Novel Loss of Function KCNA5 Variants in Pulmonary Arterial Hypertension.

Abstract

Reduced expression and/or activity of Kv1.5 channels (encoded by KCNA5) is a common hallmark in human or experimental pulmonary arterial hypertension (PAH). Likewise, genetic variants in KCNA5 have been found in PAH patients, but their functional consequences and potential impact on the disease are largely unknown. Herein, we aimed to characterize the functional consequences of 7 KCNA5 variants found in a cohort of PAH patients. Potassium currents were recorded by patch-clamp technique in HEK293 cells transfected with WT or mutant Kv1.5 cDNA. Flow cytometry, western blot and confocal microscopy techniques were used for measuring protein expression and cell apoptosis in HEK293 and human pulmonary artery smooth muscle cells (hPASMC). KCNA5 variants found in PAH patients (namely, p.Arg184Pro and p.Gly384Arg) resulted in a clear loss of potassium channel function as assessed by electrophysiological and molecular modelling analyses. The p.Arg184Pro variant also resulted in a pronounced reduction of Kv1.5 expression. Transfection with p.Arg184Pro or p.Gly384Arg variants decreased apoptosis of hPASMCs compared with the WT, demonstrating that KCNA5 dysfunction in both variants affects cell viability.

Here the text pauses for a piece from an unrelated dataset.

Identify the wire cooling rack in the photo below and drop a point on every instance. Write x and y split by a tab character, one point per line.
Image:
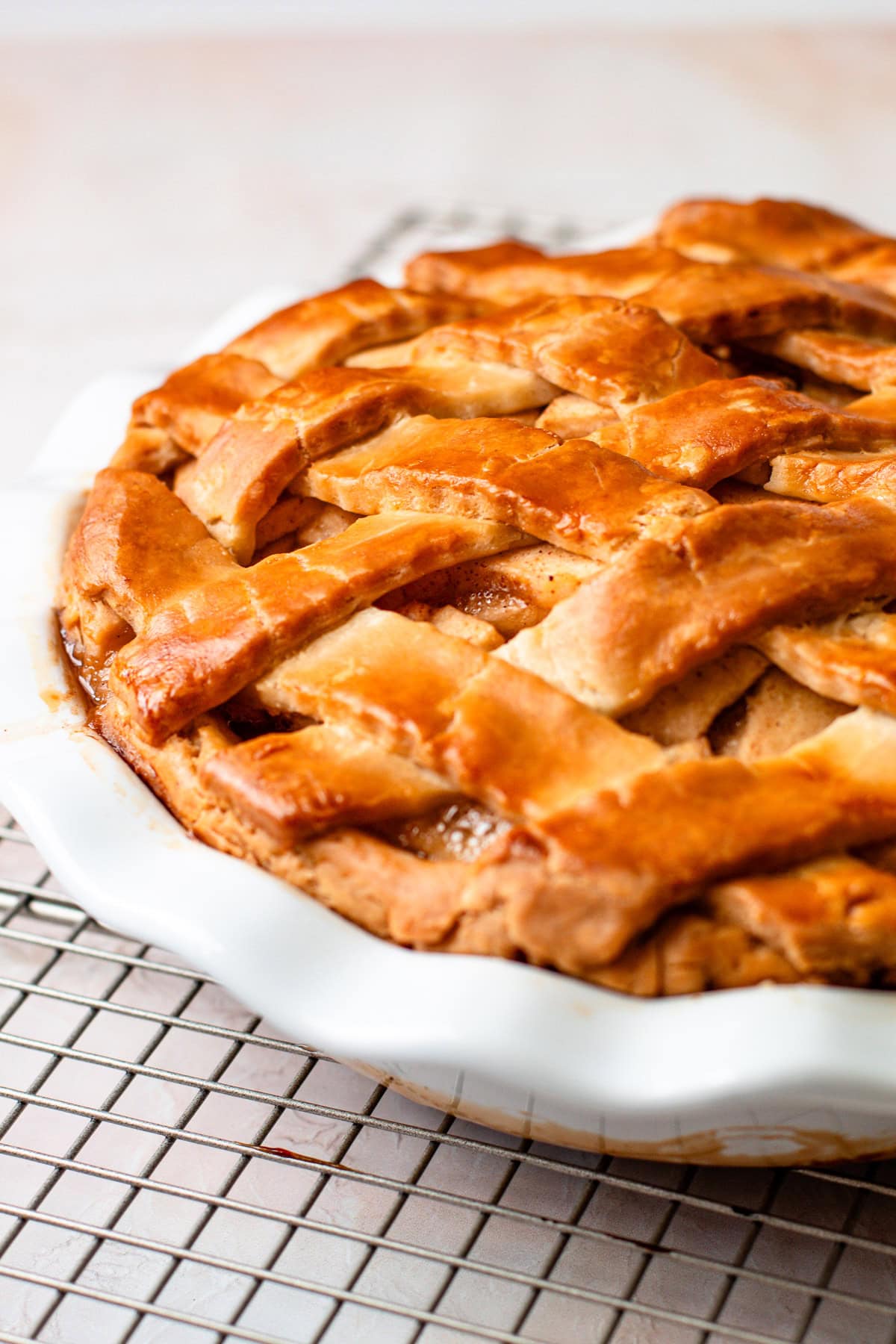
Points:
172	1169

Thus, in addition to affecting channel activity, both variants were associated with impaired apoptosis, a crucial process linked to the disease. The estimated prevalence of dysfunctional KCNA5 variants in the PAH population analyzed was around 1 %. Our data indicate that some KCNA5 variants found PAH patients have critical consequences for channel function supporting the idea that KCNA5 pathogenic variants may be a causative or contributing factor for PAH.